À Landivisiau et Landerneau, nous trouvons au porche sud deux portes d'entrée séparées par un trumeau, sur lequel s'adosse le bénitier. À Bodilis, puisqu'il n'y a qu'une porte, sans trumeau, le dais Renaissance perd sa place au dessus du bénitier et monte quelques mètres plus haut, sans quitter la ligne médiane. (le bénitier de Bodilis est déporté sur la droite, c'est une simple cuve dépourvue de dais)
À Landivisiau et Landerneau, les cartouches sont sculptés de quatre hauts-reliefs : deux hommes coiffés de chapeaux à plume à la Henri II, alternent avec deux femmes, et ces couples tentent de s'observer en tournant la tête. Les cheveux des femmes sont retenus par un bandeau à l'arrière de la nuque.

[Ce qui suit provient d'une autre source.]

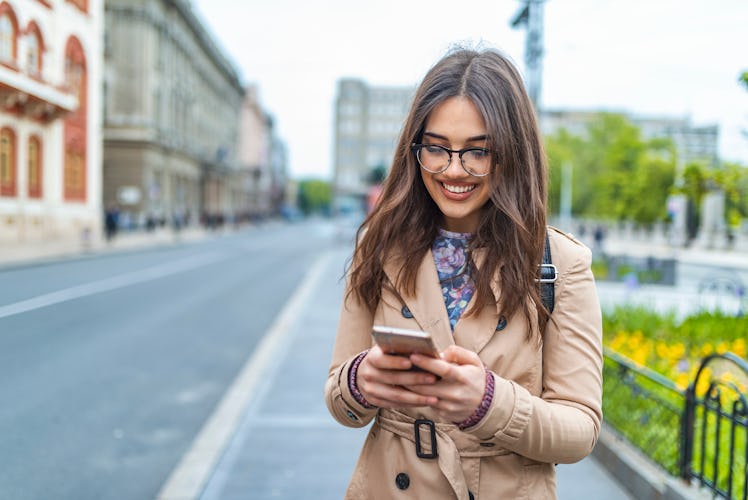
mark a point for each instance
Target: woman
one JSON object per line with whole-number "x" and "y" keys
{"x": 453, "y": 248}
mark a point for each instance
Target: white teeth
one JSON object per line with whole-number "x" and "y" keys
{"x": 458, "y": 189}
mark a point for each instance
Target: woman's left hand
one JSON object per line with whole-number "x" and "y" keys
{"x": 461, "y": 386}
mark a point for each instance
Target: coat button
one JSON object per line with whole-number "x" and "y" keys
{"x": 502, "y": 323}
{"x": 402, "y": 481}
{"x": 406, "y": 312}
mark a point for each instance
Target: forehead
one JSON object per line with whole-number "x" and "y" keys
{"x": 456, "y": 118}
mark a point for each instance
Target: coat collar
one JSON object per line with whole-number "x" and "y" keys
{"x": 429, "y": 311}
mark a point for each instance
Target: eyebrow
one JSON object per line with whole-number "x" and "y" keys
{"x": 443, "y": 138}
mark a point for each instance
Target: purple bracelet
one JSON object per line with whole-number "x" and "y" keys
{"x": 353, "y": 386}
{"x": 483, "y": 407}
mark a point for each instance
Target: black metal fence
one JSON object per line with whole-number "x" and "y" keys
{"x": 699, "y": 434}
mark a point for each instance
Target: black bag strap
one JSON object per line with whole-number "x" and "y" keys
{"x": 548, "y": 276}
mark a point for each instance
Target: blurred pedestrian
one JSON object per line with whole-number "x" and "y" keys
{"x": 111, "y": 222}
{"x": 453, "y": 248}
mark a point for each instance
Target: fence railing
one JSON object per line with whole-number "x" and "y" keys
{"x": 699, "y": 434}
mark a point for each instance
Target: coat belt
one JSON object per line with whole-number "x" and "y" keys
{"x": 451, "y": 445}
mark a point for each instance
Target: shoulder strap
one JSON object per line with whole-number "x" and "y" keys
{"x": 548, "y": 275}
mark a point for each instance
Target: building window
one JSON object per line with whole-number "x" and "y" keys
{"x": 81, "y": 4}
{"x": 34, "y": 50}
{"x": 8, "y": 30}
{"x": 76, "y": 124}
{"x": 35, "y": 167}
{"x": 7, "y": 162}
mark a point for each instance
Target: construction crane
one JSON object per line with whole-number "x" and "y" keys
{"x": 530, "y": 17}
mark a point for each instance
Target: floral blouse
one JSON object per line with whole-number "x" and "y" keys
{"x": 453, "y": 267}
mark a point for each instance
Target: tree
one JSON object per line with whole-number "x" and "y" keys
{"x": 314, "y": 196}
{"x": 618, "y": 175}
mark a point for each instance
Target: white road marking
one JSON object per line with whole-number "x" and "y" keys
{"x": 113, "y": 283}
{"x": 188, "y": 479}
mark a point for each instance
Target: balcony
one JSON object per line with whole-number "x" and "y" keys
{"x": 32, "y": 98}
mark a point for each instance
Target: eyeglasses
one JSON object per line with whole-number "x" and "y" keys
{"x": 436, "y": 159}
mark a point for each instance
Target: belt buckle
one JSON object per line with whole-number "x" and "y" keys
{"x": 432, "y": 434}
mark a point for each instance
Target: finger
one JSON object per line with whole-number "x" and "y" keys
{"x": 383, "y": 361}
{"x": 461, "y": 356}
{"x": 441, "y": 368}
{"x": 392, "y": 396}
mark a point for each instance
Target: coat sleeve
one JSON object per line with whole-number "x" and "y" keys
{"x": 353, "y": 337}
{"x": 563, "y": 423}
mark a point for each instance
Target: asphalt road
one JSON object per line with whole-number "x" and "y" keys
{"x": 109, "y": 365}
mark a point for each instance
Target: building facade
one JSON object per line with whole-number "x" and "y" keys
{"x": 50, "y": 142}
{"x": 263, "y": 157}
{"x": 172, "y": 104}
{"x": 368, "y": 121}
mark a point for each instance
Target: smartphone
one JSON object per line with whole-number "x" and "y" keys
{"x": 404, "y": 342}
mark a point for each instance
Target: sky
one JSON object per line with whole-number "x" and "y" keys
{"x": 679, "y": 58}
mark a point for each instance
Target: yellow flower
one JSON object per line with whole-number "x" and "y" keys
{"x": 707, "y": 349}
{"x": 677, "y": 350}
{"x": 662, "y": 350}
{"x": 682, "y": 381}
{"x": 738, "y": 347}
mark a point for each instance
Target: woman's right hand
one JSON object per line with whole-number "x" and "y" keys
{"x": 381, "y": 377}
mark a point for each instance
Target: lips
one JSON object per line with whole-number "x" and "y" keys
{"x": 458, "y": 189}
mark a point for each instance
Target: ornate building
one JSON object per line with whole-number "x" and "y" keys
{"x": 172, "y": 104}
{"x": 262, "y": 155}
{"x": 50, "y": 143}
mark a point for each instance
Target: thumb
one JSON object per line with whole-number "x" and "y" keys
{"x": 461, "y": 356}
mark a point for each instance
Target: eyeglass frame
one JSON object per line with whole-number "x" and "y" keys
{"x": 416, "y": 147}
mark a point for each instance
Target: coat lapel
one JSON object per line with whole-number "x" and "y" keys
{"x": 427, "y": 305}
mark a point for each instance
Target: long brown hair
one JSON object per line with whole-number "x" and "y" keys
{"x": 512, "y": 228}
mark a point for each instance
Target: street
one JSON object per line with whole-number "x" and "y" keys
{"x": 110, "y": 364}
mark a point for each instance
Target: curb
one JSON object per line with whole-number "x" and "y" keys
{"x": 638, "y": 474}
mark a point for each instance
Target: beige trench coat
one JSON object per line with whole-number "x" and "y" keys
{"x": 547, "y": 401}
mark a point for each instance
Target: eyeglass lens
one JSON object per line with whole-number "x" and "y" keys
{"x": 436, "y": 159}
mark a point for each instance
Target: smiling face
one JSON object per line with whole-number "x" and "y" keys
{"x": 456, "y": 124}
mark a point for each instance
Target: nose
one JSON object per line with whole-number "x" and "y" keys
{"x": 454, "y": 169}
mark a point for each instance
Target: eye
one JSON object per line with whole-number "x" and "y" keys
{"x": 433, "y": 148}
{"x": 478, "y": 153}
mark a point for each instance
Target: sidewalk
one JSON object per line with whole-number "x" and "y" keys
{"x": 283, "y": 443}
{"x": 41, "y": 251}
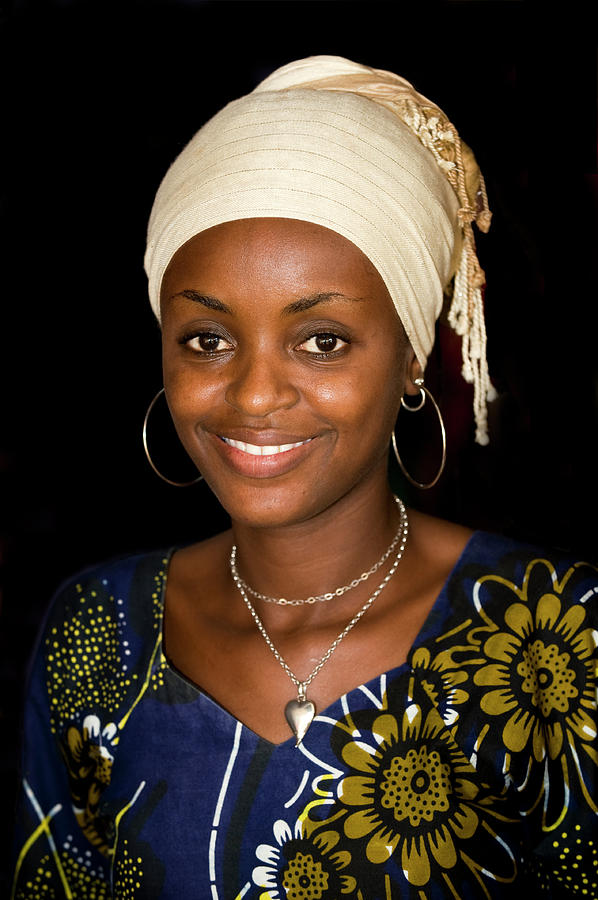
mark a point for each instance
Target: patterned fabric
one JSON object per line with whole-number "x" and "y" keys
{"x": 469, "y": 771}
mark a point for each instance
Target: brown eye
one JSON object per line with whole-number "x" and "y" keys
{"x": 323, "y": 343}
{"x": 207, "y": 342}
{"x": 326, "y": 342}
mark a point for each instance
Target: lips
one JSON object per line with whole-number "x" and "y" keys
{"x": 263, "y": 449}
{"x": 263, "y": 454}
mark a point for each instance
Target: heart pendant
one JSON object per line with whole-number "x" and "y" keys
{"x": 299, "y": 714}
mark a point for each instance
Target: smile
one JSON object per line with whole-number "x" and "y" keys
{"x": 266, "y": 449}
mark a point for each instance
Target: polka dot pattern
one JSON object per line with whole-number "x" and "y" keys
{"x": 87, "y": 660}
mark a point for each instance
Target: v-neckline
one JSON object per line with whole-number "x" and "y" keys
{"x": 389, "y": 674}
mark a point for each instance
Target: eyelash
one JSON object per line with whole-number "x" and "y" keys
{"x": 187, "y": 340}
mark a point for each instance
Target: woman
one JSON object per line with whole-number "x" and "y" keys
{"x": 250, "y": 716}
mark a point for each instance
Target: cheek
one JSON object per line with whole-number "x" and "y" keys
{"x": 368, "y": 401}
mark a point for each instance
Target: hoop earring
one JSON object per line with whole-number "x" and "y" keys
{"x": 147, "y": 453}
{"x": 419, "y": 382}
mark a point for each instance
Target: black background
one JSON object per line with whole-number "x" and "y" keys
{"x": 98, "y": 100}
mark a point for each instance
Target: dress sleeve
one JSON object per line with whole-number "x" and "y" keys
{"x": 52, "y": 856}
{"x": 538, "y": 698}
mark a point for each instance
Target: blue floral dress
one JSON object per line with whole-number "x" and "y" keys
{"x": 467, "y": 772}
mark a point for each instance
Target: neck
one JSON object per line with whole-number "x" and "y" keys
{"x": 323, "y": 552}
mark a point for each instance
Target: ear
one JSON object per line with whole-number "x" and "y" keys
{"x": 413, "y": 370}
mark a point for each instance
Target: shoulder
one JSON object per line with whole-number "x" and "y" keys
{"x": 510, "y": 580}
{"x": 112, "y": 582}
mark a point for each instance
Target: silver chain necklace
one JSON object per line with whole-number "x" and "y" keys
{"x": 300, "y": 713}
{"x": 318, "y": 598}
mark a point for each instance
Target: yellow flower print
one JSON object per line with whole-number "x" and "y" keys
{"x": 303, "y": 865}
{"x": 540, "y": 678}
{"x": 88, "y": 757}
{"x": 413, "y": 794}
{"x": 442, "y": 678}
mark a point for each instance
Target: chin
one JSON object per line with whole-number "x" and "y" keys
{"x": 269, "y": 506}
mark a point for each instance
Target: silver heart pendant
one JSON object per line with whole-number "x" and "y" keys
{"x": 300, "y": 714}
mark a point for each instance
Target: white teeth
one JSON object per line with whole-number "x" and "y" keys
{"x": 266, "y": 450}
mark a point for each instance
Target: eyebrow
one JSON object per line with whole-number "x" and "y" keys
{"x": 204, "y": 299}
{"x": 308, "y": 302}
{"x": 300, "y": 305}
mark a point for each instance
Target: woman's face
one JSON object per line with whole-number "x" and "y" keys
{"x": 284, "y": 365}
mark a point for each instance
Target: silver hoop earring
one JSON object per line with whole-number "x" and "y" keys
{"x": 147, "y": 453}
{"x": 424, "y": 392}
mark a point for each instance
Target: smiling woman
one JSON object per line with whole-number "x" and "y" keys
{"x": 337, "y": 696}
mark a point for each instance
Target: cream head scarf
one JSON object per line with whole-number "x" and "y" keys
{"x": 358, "y": 151}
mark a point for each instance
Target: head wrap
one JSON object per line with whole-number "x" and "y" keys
{"x": 359, "y": 151}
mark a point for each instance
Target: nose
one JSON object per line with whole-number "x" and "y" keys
{"x": 261, "y": 385}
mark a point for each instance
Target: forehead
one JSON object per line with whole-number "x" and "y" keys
{"x": 284, "y": 255}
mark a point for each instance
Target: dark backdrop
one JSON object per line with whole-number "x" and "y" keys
{"x": 101, "y": 97}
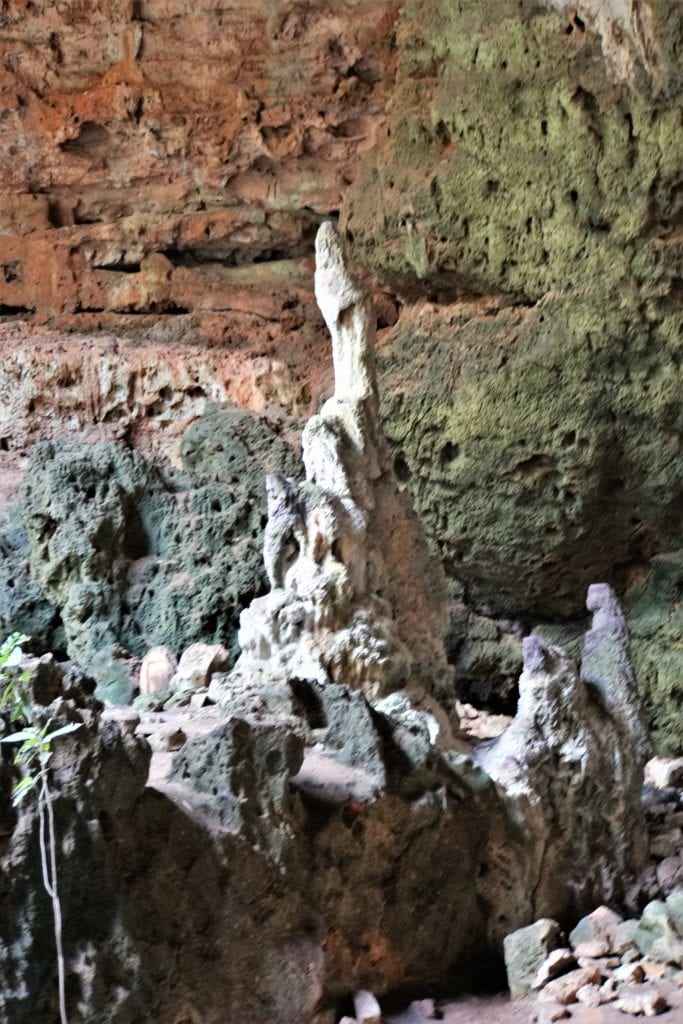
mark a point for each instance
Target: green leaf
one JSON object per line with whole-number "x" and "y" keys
{"x": 24, "y": 736}
{"x": 23, "y": 788}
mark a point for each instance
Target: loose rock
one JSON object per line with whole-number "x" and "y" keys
{"x": 526, "y": 950}
{"x": 644, "y": 1001}
{"x": 564, "y": 989}
{"x": 367, "y": 1008}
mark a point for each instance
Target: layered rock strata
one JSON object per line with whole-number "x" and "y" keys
{"x": 304, "y": 836}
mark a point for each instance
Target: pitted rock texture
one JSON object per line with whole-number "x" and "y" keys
{"x": 541, "y": 445}
{"x": 131, "y": 557}
{"x": 512, "y": 164}
{"x": 140, "y": 179}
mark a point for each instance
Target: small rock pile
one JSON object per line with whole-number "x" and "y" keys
{"x": 606, "y": 960}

À Bodilis, le sculpteur n'a placé que trois cartouches séparés de pilastres. Le cartouche central accueille une tête d'homme, à la courte barbe soigneusement taillée et au cou émergeant du col rond d'une chemise entourée d'un collier de maillons de chaîne. Nous ne voyons de son manteau qu'un large col relevé derrière la nuque. La plume du bonnet est moins ostensible que dans les deux autres paroisses, mais elle est bien présente.
Les deux têtes de femme sont bien différentes. Celle de gauche, assez joufflue, écarte ses cheveux des deux mains placées de chaque coté de la tête. Celle de droite, plus élégante, le cou enserré dans un col montant plissé, nous fixe d'un air sévère.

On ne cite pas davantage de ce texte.